CALGARY, ALBERTA--(Marketwire - Mar 26, 2013) - Delphi Energy Corp. ("Delphi" or the "Company") (DEE.TO) is pleased to announce the closing of a strategic land acquisition in the heart of its Bigstone Montney acreage. Levering off of the positive results of our last five successful Montney wells in the area (the two most recent of which were detailed in Delphi's March 20, 2013 press release) the Company has acquired an additional 30 gross (26.8 net) sections of Montney rights directly offsetting our existing acreage and wells (the "Acquisition"). The land was acquired for a purchase price of $13.65 million ($796 per acre) and fills in the gap between the Company's existing lands in East and West Bigstone and Montney lands to the south of Bigstone East acquired pursuant to our previously announced farm-in (the "Previous Farm-in") (detailed in our December 12, 2012 press release).
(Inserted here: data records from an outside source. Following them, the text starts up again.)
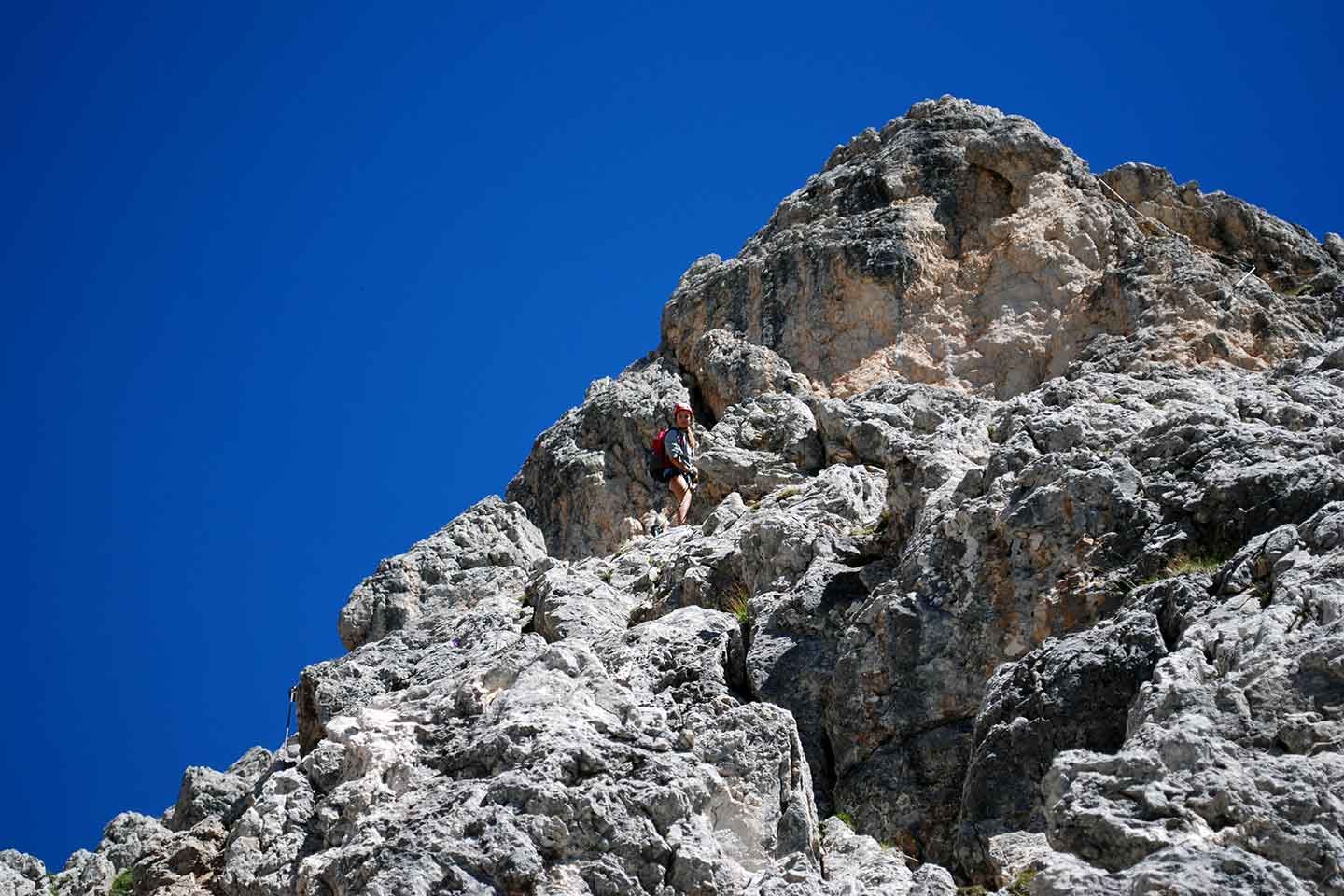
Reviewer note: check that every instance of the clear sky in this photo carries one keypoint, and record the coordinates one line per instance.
(287, 287)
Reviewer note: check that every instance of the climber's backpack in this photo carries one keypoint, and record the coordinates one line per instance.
(659, 455)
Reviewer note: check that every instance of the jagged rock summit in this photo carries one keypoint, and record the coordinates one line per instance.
(1019, 560)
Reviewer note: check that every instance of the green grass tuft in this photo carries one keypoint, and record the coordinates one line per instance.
(1210, 563)
(738, 602)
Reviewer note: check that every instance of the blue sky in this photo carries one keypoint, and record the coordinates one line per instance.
(289, 287)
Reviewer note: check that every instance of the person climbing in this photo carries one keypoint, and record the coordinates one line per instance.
(679, 473)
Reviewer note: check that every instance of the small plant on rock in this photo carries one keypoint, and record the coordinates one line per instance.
(738, 602)
(1184, 563)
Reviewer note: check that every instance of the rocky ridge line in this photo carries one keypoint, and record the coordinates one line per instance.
(1019, 551)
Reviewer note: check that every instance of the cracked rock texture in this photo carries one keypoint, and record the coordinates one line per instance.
(1017, 553)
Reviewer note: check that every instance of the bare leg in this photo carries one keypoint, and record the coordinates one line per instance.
(680, 497)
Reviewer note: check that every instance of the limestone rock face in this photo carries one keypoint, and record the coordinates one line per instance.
(588, 471)
(1017, 555)
(492, 534)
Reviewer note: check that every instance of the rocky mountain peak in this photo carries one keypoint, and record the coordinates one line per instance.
(1017, 560)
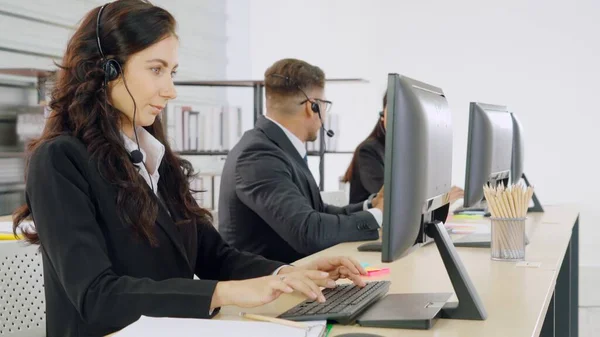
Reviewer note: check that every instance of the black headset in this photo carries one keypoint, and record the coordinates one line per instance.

The Acquisition has several key benefits to Delphi:
- The Company's land position in the Bigstone Montney play (subsequent to the potential full earning of the Previous Farm-in) grows by 40 percent to 108 gross (93 net) sections from 78 gross (66.2 net).
- An independent evaluation report effective February 1, 2013 and prepared by Seaton-Jordan & Associates Ltd. assigned a "fair value" to the acquired lands of $26.95 million.
- The Company's inventory of drilling locations in the Bigstone Montney play increases by 54 locations or 40 percent to 140 net potential two-mile horizontal drilling locations.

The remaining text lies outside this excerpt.